There was a collision of electric scooters, e-bikes, and bicycles on New York City's Manhattan Bridge Thursday night, leaving four people injured. Link to the article in Gothamist here.

According to the FDNY, four "electric scooter" riders collided at 11:30 p.m. Wednesday and were taken to the hospital with unspecified injuries. But bikers on the bridge at the time describe a much more horrifying scene — one that involved e-bikes and electric scooters traveling at unsafe speeds and a collision that left a trail of blood and wreckage more than twenty feet long.

"Inevitable carnage," Lucas Freshman, an emergency room nurse, described it. "As shaken up by it as I still am, twelve or sixteen hours later, the sad feeling I have is that I'm not surprised by this happening."

This highlights an urgently dangerous situation in New York City, in which bicyclists must share narrow bike lanes with motorized vehicles that often travel at speeds in excess of the speed limit for automobiles. The bike lanes have been built in NYC over the past few years to encourage safe biking, but e-bikes seem to have turned them into speedways more dangerous than the streets. Worse, e-bikers often go out of the bike lanes and travel on sidewalks, menacing pedestrians. E-bikes became legal in NYC in 2020.

Last summer, The New York Post (note: Rupert Murdoch-owned) set up a radar gun to tracker speeders on NYC bridges and bike lanes, and over a third of the motorized vehicles (e-bikes, mopeds, etc.) exceeded the speed limit.
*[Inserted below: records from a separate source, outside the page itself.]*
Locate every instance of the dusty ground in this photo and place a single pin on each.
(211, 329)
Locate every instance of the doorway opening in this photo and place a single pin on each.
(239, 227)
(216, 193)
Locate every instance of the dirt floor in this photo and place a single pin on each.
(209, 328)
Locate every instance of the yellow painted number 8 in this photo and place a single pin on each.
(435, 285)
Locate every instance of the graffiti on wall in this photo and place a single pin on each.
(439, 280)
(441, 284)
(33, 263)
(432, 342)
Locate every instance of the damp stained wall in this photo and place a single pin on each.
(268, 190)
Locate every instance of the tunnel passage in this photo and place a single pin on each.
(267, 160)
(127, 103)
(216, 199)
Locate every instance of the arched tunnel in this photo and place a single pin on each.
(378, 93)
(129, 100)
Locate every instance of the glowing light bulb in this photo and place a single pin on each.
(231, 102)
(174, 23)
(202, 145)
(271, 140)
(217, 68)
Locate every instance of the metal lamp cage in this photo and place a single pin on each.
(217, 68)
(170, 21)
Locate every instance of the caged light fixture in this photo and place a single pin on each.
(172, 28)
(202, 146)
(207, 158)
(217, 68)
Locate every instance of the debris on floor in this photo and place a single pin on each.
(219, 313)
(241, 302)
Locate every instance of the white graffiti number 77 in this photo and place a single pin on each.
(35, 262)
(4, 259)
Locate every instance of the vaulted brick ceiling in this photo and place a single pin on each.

At a meeting of the E-Vehicle Safety Alliance last month, as reported by the West Side Rag, New York State Senator Brad Hoylman-Sigal said, "The issue of e-bikes is the number one constituent complaint that we get in my Senate office. Your voices are being heard and I share your concern."
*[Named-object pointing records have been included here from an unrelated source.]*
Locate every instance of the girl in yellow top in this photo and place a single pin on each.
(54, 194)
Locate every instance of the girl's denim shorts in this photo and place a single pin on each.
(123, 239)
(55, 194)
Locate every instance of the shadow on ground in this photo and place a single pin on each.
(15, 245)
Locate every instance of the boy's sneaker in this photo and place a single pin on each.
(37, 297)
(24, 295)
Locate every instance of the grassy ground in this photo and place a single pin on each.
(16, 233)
Hoylman-Sigal said he is working on legislation that addresses issues contributing to the safety problem – including a bill to increase penalties for e-vehicle hit and runs and another that requires food delivery app companies to have insurance. The senator said [Assemblymember Linda B.] Rosenthal has introduced these same bills in the State Assembly. Another proposal, not yet introduced, would require licensing and registration of e-bikes used for commercial purposes.

Of course, because this is 2023, there are huge issues of poverty, immigration and wealth disparity at play. Many of the motorized bikes are being driven by workers who are low-income immigrants desperate to make a living working as freelancers for giant tech food delivery apps.

CNN reports:

Accidents on sidewalks and intersections. Dangerously congested bike paths. Delivery workers with nowhere to pee. Exploding electric bikes and scooters.

New York City is known for fast meals and easy access to everything, but its public spaces are being severely strained by the surge in on-demand deliveries, fueled by a pandemic boom in online orders and the rise of a new crop of ultra-fast delivery services.

Andrew Wolf, a research fellow at the Workplace Justice Lab at Rutgers University said, "Before, when the workers worked for restaurants, they supplied bikes, bathrooms and rest areas. Now, companies have adopted the independent contractor model where they shift the burden to workers and the public."

It in addition to better rule enforcement for all e-bikes, it seems that the food delivery apps, like Grubhub/Seamless, who are profiting off this dysfunction, should be required to provide amenities, incentives, equipment and rules for their workers (or, as they call them, independent contractors) that allow them to safely make a living with dignity, and without speeding or breaking other traffic laws.